Daisy Marie Rosario is an American public radio personality and producer. She is currently senior supervising producer of audio for Slate. Previously, she was an executive producer at Stitcher, where she oversaw podcasts on the Stitcher Original label and developed new narrative-driven podcasts and talk shows. She regularly appears as a guest on NPR's Pop Culture Happy Hour.

==Education==
Originally from Brooklyn, NY, Rosario graduated from Edward R. Murrow High School. She earned a BFA from NYU's Tisch School of the Arts and a Master's degree from the CUNY Graduate School of Journalism and was a 2015 USC Annenberg Health Reporting Fellow.

==Media career==
Rosario's story "Child of Trouble" appeared on the Peabody Award-winning 2010 season of The Moth Radio Hour and was used to present the award. While at CUNY, Rosario interned at Radiolab and in 2012 at Latino USA, where she reported on health, science, "geek" culture, race, and identity. At Latino USA, she served as line producer, guest host, and senior producer.

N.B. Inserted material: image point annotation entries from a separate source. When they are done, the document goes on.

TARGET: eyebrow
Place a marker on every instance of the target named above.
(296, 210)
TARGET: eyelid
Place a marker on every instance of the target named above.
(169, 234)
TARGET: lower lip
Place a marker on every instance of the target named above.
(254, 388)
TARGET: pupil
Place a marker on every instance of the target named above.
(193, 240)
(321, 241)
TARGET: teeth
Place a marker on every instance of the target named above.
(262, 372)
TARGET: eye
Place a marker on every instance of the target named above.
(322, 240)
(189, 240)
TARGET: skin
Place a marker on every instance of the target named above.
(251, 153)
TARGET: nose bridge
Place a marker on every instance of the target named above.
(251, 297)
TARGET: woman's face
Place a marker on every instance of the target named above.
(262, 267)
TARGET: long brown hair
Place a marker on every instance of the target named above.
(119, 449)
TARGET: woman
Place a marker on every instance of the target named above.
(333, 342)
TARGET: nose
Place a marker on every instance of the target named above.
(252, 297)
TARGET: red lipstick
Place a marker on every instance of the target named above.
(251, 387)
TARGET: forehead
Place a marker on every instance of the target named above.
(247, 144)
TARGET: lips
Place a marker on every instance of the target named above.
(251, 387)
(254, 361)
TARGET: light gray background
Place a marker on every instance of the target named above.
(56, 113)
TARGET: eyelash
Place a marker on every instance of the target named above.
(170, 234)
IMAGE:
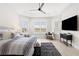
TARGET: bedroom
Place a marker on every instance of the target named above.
(34, 21)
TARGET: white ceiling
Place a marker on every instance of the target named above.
(51, 9)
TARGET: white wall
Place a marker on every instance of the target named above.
(71, 10)
(8, 18)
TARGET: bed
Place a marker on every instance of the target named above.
(18, 46)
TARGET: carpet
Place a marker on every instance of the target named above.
(46, 49)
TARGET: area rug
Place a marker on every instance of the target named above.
(46, 49)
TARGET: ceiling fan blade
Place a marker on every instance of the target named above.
(43, 11)
(41, 5)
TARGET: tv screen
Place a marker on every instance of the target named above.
(70, 23)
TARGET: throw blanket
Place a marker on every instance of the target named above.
(17, 46)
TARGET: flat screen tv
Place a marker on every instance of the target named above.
(70, 24)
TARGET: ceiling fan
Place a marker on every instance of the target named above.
(40, 8)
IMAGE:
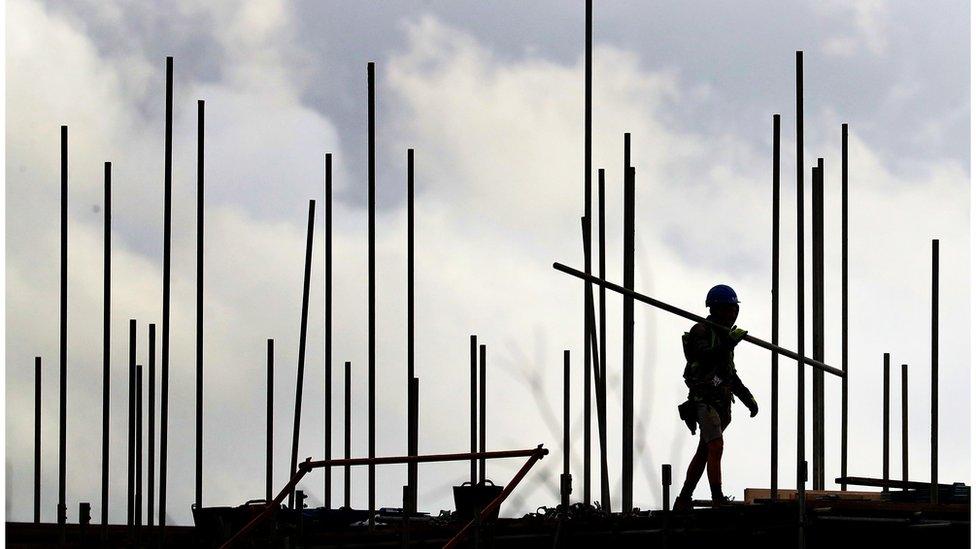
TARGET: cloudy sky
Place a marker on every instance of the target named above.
(490, 96)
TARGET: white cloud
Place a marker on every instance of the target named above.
(868, 30)
(498, 172)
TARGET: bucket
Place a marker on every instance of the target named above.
(470, 498)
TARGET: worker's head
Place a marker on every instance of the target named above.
(723, 304)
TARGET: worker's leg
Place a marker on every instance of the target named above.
(695, 469)
(711, 428)
(714, 453)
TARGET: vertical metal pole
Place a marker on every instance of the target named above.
(666, 486)
(602, 231)
(411, 403)
(774, 371)
(934, 489)
(843, 307)
(904, 423)
(131, 450)
(482, 415)
(886, 408)
(151, 473)
(473, 404)
(63, 364)
(106, 339)
(269, 425)
(587, 260)
(37, 439)
(627, 452)
(371, 277)
(818, 326)
(327, 499)
(167, 231)
(347, 435)
(301, 349)
(414, 416)
(801, 375)
(565, 480)
(199, 331)
(138, 501)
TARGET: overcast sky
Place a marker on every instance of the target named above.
(490, 96)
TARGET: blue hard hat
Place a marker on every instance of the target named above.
(720, 295)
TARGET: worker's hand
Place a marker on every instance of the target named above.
(736, 334)
(753, 407)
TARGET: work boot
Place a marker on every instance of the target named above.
(682, 504)
(720, 500)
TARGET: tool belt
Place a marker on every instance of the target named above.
(688, 412)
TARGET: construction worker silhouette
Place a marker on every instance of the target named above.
(712, 381)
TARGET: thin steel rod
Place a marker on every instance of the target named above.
(429, 458)
(627, 396)
(495, 503)
(198, 478)
(843, 305)
(371, 281)
(602, 231)
(885, 431)
(131, 449)
(473, 405)
(587, 236)
(666, 486)
(534, 454)
(411, 396)
(774, 330)
(167, 236)
(300, 377)
(151, 459)
(691, 316)
(800, 314)
(892, 483)
(934, 456)
(565, 482)
(106, 339)
(138, 499)
(414, 416)
(596, 350)
(818, 326)
(904, 422)
(327, 498)
(37, 439)
(482, 407)
(269, 424)
(347, 435)
(63, 339)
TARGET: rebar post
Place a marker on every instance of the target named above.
(885, 430)
(774, 331)
(818, 325)
(269, 424)
(198, 478)
(167, 237)
(801, 337)
(327, 498)
(843, 307)
(627, 419)
(371, 277)
(63, 339)
(934, 491)
(151, 459)
(106, 341)
(300, 377)
(37, 439)
(483, 407)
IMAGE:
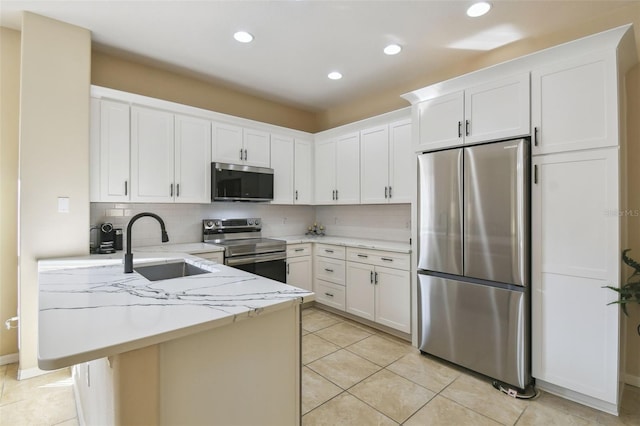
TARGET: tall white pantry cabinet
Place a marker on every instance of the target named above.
(578, 198)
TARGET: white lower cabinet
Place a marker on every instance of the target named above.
(576, 230)
(329, 277)
(299, 266)
(379, 293)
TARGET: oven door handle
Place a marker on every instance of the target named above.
(258, 258)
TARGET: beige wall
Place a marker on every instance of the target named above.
(117, 73)
(633, 202)
(9, 104)
(54, 158)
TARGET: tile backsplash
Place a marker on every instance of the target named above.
(184, 221)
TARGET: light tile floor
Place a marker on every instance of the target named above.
(355, 375)
(352, 375)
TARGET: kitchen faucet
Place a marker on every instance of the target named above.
(128, 257)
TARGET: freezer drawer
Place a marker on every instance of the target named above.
(479, 327)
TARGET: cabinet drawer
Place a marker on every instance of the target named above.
(388, 259)
(330, 294)
(332, 270)
(326, 250)
(295, 250)
(215, 256)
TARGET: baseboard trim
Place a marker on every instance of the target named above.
(589, 401)
(632, 380)
(28, 373)
(8, 359)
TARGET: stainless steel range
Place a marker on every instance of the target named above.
(244, 247)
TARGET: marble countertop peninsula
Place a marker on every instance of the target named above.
(89, 308)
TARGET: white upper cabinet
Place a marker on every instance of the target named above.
(152, 155)
(440, 122)
(110, 163)
(282, 162)
(491, 111)
(374, 165)
(226, 143)
(574, 104)
(325, 174)
(192, 182)
(256, 148)
(303, 172)
(348, 169)
(385, 164)
(237, 145)
(497, 110)
(338, 170)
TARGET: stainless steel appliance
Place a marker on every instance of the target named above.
(236, 182)
(474, 257)
(106, 239)
(245, 248)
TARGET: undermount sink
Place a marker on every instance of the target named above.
(166, 271)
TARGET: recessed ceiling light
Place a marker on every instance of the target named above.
(478, 9)
(243, 37)
(392, 49)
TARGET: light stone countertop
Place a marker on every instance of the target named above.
(349, 242)
(89, 308)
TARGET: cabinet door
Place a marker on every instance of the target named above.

At WNYC, Rosario and produced the podcast Sooo Many White Guys, hosted by Phoebe Robinson. In 2017, she joined WAMU as a managing producer, first for the radio show The Big Listen and then for The Pod Shop, WAMU's initiative to support DC-area emerging podcasters, for which she also served as lead instructor. In 2019, Rosario served as a judge in the Third Coast International Audio Festival. That same year, she left WAMU to become an executive producer at Stitcher.

Rosario also hosted the Mic video series Future Perfect.